55. Which data structure is used for implementing a FIFO branch and bound strategy?
a) stack
b) queue
c) array
d) linked list
Answer: b
Explanation: Queue is the data structure is used for implementing FIFO branch and bound strategy. This leads to breadth first search as every branch at depth is explored first before moving to the nodes at greater depth.


56. Which data structure is most suitable for implementing best first branch and bound strategy?
a) stack
b) queue
c) priority queue
d) linked list
Answer: c
Explanation: Priority Queue is the data structure is used for implementing best first branch and bound strategy. Dijkstra’s algorithm is an example of best first search algorithm.

57. Which of the following branch and bound strategy leads to breadth first search?
a) LIFO branch and bound
b) FIFO branch and bound
c) Lowest cost branch and bound
d) Highest cost branch and bound
Answer: b
Explanation: LIFO, FIFO and Lowest cost branch and bound are different strategies to generate branches. FIFO branch and bound leads to breadth first search.

58. Which of the following branch and bound strategy leads to depth first search?
a) LIFO branch and bound
b) FIFO branch and bound
c) Lowest cost branch and bound
d) Highest cost branch and bound
Answer: a
Explanation: LIFO, FIFO and Lowest cost branch and bound are different strategies to generate branches. LIFO branch and bound leads to depth first search.

59. Both FIFO branch and bound strategy and backtracking leads to depth first search.
a) true
b) false
Answer: b
Explanation: FIFO branch and bound leads to breadth first search. Whereas backtracking leads to depth first search.

60. Both LIFO branch and bound strategy and backtracking leads to depth first search.
a) true
b) false
Answer: a
Explanation: Both backtrackings as well as branch and bound are problem solving algorithms. Both LIFO branch and bound strategy and backtracking leads to depth first search.


61. Choose the correct statement from the following.
a) branch and bound is more efficient than backtracking
b) branch and bound is not suitable where a greedy algorithm is not applicable
c) branch and bound divides a problem into at least 2 new restricted sub problems
d) backtracking divides a problem into at least 2 new restricted sub problems
Answer: c
Explanation: Both backtracking as well as branch and bound are problem solving algorithms.

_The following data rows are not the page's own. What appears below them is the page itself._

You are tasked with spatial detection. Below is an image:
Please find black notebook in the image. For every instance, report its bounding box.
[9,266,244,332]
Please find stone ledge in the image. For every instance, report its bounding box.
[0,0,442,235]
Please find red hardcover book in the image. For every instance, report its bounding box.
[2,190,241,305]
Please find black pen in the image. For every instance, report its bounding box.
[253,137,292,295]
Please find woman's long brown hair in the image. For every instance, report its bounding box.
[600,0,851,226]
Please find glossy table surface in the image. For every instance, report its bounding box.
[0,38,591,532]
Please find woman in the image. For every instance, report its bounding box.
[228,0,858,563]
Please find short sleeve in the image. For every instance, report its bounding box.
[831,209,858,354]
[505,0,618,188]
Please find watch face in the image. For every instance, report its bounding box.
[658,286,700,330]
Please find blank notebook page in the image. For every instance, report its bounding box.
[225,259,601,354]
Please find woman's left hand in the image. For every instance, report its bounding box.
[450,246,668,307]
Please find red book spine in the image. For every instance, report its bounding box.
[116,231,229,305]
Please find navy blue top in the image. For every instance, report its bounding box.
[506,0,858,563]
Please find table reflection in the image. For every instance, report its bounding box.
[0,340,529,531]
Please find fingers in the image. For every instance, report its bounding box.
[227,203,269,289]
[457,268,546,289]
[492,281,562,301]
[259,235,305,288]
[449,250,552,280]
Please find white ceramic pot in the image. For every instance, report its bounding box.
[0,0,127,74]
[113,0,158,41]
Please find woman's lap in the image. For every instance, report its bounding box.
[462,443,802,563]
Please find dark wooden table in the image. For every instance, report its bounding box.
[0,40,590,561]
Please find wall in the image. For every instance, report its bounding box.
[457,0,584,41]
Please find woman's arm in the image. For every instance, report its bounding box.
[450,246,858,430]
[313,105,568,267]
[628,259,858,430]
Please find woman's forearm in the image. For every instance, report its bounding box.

Branch and bound is less efficient than backtracking. Branch and bound divides a problem into at least 2 new restricted sub problems.

62. Which of the following can traverse the state space tree only in DFS manner?
a) branch and bound
b) dynamic programming
c) greedy algorithm
d) backtracking
Answer: d
Explanation: Both backtracking as well as branch and bound are problem solving algorithms. Branch and bound can traverse in DFS as well as BFS manner whereas backtracking only traverses in DFS manner.

Module 6

1. What is a Rabin and Karp Algorithm?
a) String Matching Algorithm
b) Shortest Path Algorithm
c) Minimum spanning tree Algorithm
d) Approximation Algorithm
Answer: a
Explanation: The string matching algorithm which was proposed by Rabin and Karp, generalizes to other algorithms and for two-dimensional pattern matching problems.

2. What is the pre-processing time of Rabin and Karp Algorithm?
a) Theta(m2)
b) Theta(mlogn)
c) Theta(m)
d) Big-Oh(n)
Answer: c
Explanation: The for loop in the pre-processing algorithm runs for m(length of the pattern) times. Hence the pre-processing time is Theta(m).

3. Rabin Karp Algorithm makes use of elementary number theoretic notions.
a) True
b) False
Answer: a
Explanation: Rabin Karp Algorithm makes use of elementary theoretic number notions such as the equivalence of two numbers modulo a third number.

4. What is the basic formula applied in Rabin Karp Algorithm to get the computation time as Theta(m)?
a) Halving rule
b) Horner’s rule
c) Summation lemma
d) Cancellation lemma
Answer: b
Explanation: The pattern can be evaluated in time Theta(m) using Horner’s rule:
p = P[m] + 10(P[m-1] + 10(P[m-2] +…+ 10(P[2]+10P[1])…)).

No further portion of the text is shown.